A provision in the Affordable Care Act to expand Medicaid coverage has been adopted by 26 states, and more than 6 million people newly enrolled in the government backed health-care program over the past year. That's been a big boon to companies like Medicaid-focused WellCare Health Plans, Inc. (NYSE:WCG) and Molina (NYSE:MOH) because it earns billions of dollars a year running state Medicaid programs.
However, results at these niche insurers could be substantially better if more states choose to embrace Medicaid expansion. Currently, 24 states either continue to debate it, or outright oppose it.

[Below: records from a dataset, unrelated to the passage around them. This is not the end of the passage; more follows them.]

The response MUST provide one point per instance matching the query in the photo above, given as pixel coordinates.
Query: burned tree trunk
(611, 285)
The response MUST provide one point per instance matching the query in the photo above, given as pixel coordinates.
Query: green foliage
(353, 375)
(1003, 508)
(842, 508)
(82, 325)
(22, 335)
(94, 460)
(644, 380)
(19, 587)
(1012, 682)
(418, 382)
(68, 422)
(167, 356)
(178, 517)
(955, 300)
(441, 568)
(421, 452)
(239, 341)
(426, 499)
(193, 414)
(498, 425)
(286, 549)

Private option comes up short
A proportionately large number of non-expansion states are in the South, a region that arguably could benefit significantly from improving access to care given its proportion of low-income earners.
Although most of the southern states balked at expansion, Arkansas is one of six states that attempted to address the low-income uninsured by launching a private option Medicaid alternative.
It's likely other states that have yet to expand Medicaid have been watching the experiment in Arkansas closely; however, based on early results, it's doubtful many more states will embrace it.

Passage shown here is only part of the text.